The value of effective communication
While Aija’s unconventional background in communications initially appeared to be a barrier to becoming a CEO, it is also one of the experiences she credits as having a great influence on her success. In her previous positions as a public relations officer for companies both internally and externally, she learnt how to communicate to resolve a plethora of situations. Through consistent practice, she developed a great capacity for conflict management, argumentation and sales pitching. She reflects that now as a CEO, a substantial part of her role is stepping into the spotlight to pitch Terra Waste to potential investors and clients. Aija is constantly selling their business and is responsible for convincing people that their technology is both valuable and durable.

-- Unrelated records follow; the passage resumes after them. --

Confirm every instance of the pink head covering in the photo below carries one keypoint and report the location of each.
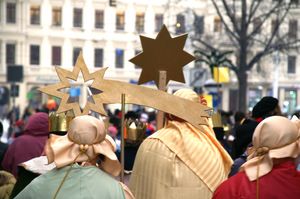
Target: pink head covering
(85, 139)
(275, 137)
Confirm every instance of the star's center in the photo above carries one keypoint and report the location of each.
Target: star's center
(80, 91)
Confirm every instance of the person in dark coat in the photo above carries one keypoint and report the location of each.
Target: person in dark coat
(3, 146)
(266, 107)
(29, 145)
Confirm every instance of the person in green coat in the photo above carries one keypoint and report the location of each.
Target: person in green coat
(85, 165)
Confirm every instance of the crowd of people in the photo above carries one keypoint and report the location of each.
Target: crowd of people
(251, 156)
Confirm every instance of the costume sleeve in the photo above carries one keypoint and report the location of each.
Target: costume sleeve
(27, 193)
(127, 192)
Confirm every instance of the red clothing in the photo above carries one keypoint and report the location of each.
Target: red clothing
(281, 183)
(29, 145)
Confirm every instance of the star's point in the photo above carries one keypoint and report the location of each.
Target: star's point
(163, 53)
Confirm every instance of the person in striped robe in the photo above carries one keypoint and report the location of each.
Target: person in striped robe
(180, 161)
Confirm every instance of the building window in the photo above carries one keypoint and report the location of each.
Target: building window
(99, 19)
(56, 16)
(77, 18)
(257, 25)
(98, 57)
(34, 55)
(76, 52)
(274, 25)
(120, 22)
(10, 13)
(139, 22)
(199, 24)
(136, 52)
(119, 58)
(180, 24)
(254, 95)
(35, 15)
(217, 24)
(159, 21)
(293, 29)
(10, 53)
(291, 64)
(56, 55)
(290, 101)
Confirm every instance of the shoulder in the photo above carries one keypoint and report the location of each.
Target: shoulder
(232, 187)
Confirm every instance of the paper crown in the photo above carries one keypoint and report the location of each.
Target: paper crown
(59, 122)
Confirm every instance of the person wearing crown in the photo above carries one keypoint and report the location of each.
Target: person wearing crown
(84, 160)
(179, 161)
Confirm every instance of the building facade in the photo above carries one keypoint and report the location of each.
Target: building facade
(41, 34)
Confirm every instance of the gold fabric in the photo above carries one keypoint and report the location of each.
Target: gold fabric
(179, 162)
(86, 138)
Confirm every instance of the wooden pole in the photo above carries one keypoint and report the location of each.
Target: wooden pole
(162, 83)
(122, 135)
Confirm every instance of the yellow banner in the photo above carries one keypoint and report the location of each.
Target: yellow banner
(209, 100)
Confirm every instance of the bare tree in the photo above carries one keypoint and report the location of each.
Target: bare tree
(243, 21)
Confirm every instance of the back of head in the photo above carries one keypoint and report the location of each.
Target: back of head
(38, 124)
(276, 138)
(187, 94)
(275, 132)
(265, 107)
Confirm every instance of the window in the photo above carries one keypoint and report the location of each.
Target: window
(119, 58)
(34, 55)
(120, 21)
(10, 53)
(274, 24)
(217, 24)
(56, 55)
(136, 52)
(159, 21)
(293, 29)
(257, 25)
(98, 57)
(76, 52)
(35, 15)
(199, 24)
(56, 16)
(290, 100)
(180, 24)
(77, 18)
(99, 19)
(10, 13)
(291, 64)
(139, 22)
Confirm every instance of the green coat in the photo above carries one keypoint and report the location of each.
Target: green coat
(81, 183)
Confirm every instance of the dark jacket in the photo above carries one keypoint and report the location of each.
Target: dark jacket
(244, 134)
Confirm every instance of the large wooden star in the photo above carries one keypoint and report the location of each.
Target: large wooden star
(162, 54)
(64, 76)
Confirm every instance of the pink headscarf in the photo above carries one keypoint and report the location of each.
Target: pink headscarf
(29, 145)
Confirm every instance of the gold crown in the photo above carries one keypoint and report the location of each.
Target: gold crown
(135, 131)
(59, 122)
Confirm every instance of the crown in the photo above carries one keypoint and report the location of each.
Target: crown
(136, 131)
(59, 122)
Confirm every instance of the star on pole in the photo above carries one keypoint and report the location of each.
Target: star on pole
(64, 76)
(163, 53)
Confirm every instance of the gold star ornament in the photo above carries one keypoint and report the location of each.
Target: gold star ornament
(163, 53)
(65, 76)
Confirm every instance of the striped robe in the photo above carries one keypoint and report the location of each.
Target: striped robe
(178, 162)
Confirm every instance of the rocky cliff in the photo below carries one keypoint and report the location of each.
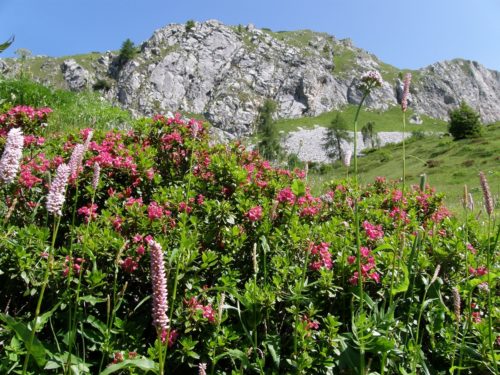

This does not come without its challenges. Despite Aija being the lead spokesperson and CEO of Terra Waste, she has also discovered certain environments where potential clients and VC investors would rather talk to her male co-founders than her. This is an unfortunate reality for many founders who are women. Aija recounts examples of this in more conservative markets with traditionalist views on the roles of women. “Nobody was looking at me in the eye or directing their questions towards me.” This was disheartening for Aija, but these experiences only made her bolder. She was determined to prove that she had a thorough understanding of the chemistry and science that built the technology at Terra Waste.
When her colleagues who are men were not able to attend the follow up meetings, the other stakeholders had no other choice but to direct their questions to her. This opportunity was pivotal in her founder journey because it empowered her to break the stereotypes and prove that she was the right person for the job. By demonstrating her knowledge and passion she earned the respect of their stakeholders. Now Aija reflects that while she wishes her expertise was not questioned, but she’s also more at ease, knowing she doesn’t have to prove herself to anyone. “In the end we want the deal to happen, we are not there to prove anyone’s worth. The business has to grow, and we shouldn’t let our egos go into play,” when trying to make a deal.
Empowering other women
Aija shares more about her story and the stories of other women founders through her podcast: Baltic Boss Babes. One evening when she was chatting to one of her friends who is a CEO within the hospitality industry, they realised that despite the difference in their fields, they shared challenges such as being overlooked and undervalued. Together they hope to inspire more women to take that leap of faith and begin their founder journey despite the challenges stacked against them because “it’s a lot of fun.” They feature women from all around the world and have a waiting list of 30 founders who want to feature on their podcast before the end of the year.
“A lot of women are struggling with the fact that they are scared about whether or not they will make it, and what everyone will think if [they] quit [their] job and start something completely different.” To them, Aija would like to say, in the famous words of Nike, “just do it,” she continues “we can learn and adapt to almost anything, and so fulfilling some of your desires is an absolute must for women because there is nothing more fulfilling than feeling like something you created brings value to others and to yourself as well.”